Balsan would assist Chanel in opening her first boutique selling hats and dresses, a venture to keep her occupied while he was away tending to other interests. Balsan also introduced Chanel to Arthur ‘Boy’ Capel, who would soon become another of Chanel’s lovers. Coming from a financially troubled background, Chanel was intoxicated by what the cultural tradition of being a mistress could provide her with. The entire affair was often treated more like a business transaction than a passionate love affair, a stipulation that fit Chanel’s personality quite well. Coco could quite possibly have lived out her life in comfort jumping from lover to lover, but she had her own ideas about her journey. Coco would use the financial benefits of her relationships to launch her own fashion empire.
The Beginnings of an Empire
In 1910 Chanel opened her very first boutique at 21 Rue Cambon in Paris, designing lavish hats. The simple elegance of her aesthetic soon swept through Paris. Chanel moved on to opening more boutique-style stores, including one in Deauville in 1913. There she introduced her line of sportswear, something that would revolutionise how women dressed and create an entire genre of clothing that is more popular today than ever. In 1915 Chanel made the biggest move of her career up to that point: banking on the reputation she had built over the previous five years, she opened her first couture House in Biarritz followed by the now famous Chanel Fashion House at 31 Rue Cambon in Paris in 1918.

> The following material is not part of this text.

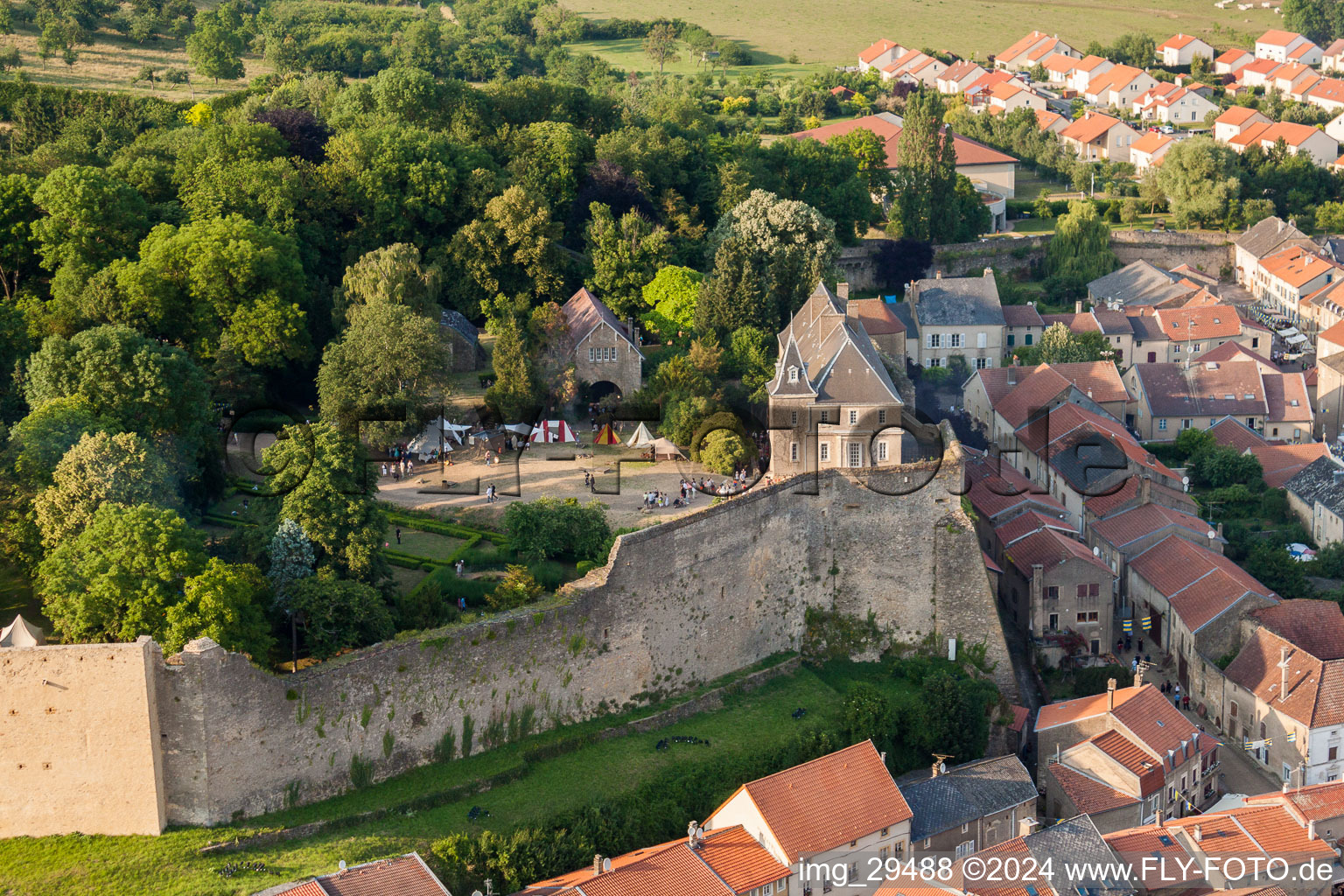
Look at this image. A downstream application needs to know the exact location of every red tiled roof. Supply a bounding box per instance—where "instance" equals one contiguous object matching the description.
[725,740,911,859]
[1048,761,1138,816]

On 5 May 1921, Chanel made possibly her biggest lasting mark on the world: she introduced the fragrance Chanel No. 5. The scent was created by Ernest Beaux and was given its name simply because it was the fifth fragrance presented to Chanel. Coco would unveil other fragrances in her lifetime, but none so timeless as Chanel No. 5. The purpose of the fragrance was to create a unique scent to epitomise the flapper and the revolutionary spirit of the 1920s.
The 1920s was a time of change and revolution, especially in the United States. The post-war decade began with the prohibition of alcohol and women finally being given the right to vote, a right that had been granted to women over the age of 30 two years earlier in England (the right to vote was finally granted to all women aged 21 and over in 1928). It is now a well-known fact that the act of prohibition didn’t stop people drinking alcohol; in fact it simply gave rise to organised crime. The United States was littered with seedy nightclubs and speakeasies run by questionable types that would offer alcohol on the sly. These establishments became a huge part of culture throughout the 1920s, especially for the younger crowd. Along with these clubs came the new and hip sound of Jazz music; coupled with a burgeoning fashion scene and rapid economic growth, the decade grew into what we refer to now as the Roaring Twenties.
The movement of women’s fashion throughout the 1920s was towards dropping the often restrictive and punishing corsets and petticoats of past centuries in favour of a comfortable fashion; a trend that would change not only fashion, but also the way women were perceived in culture. The first major clothing revolution that Coco Chanel would mastermind could be referred to as ‘La Garconne’, which is French for ‘Boyish’. This would be used to describe what is known in America as the ‘Flapper’ fashion movement, a style that would come to define the look of the period. During the mid-1920s Coco unveiled one of her most enduring fashion contributions: the little black dress. Being responsible for some of these wildly successful fashion revolutions would be enough of a résumé to keep the Chanel name in the history books, but Coco was never one to rest on her laurels.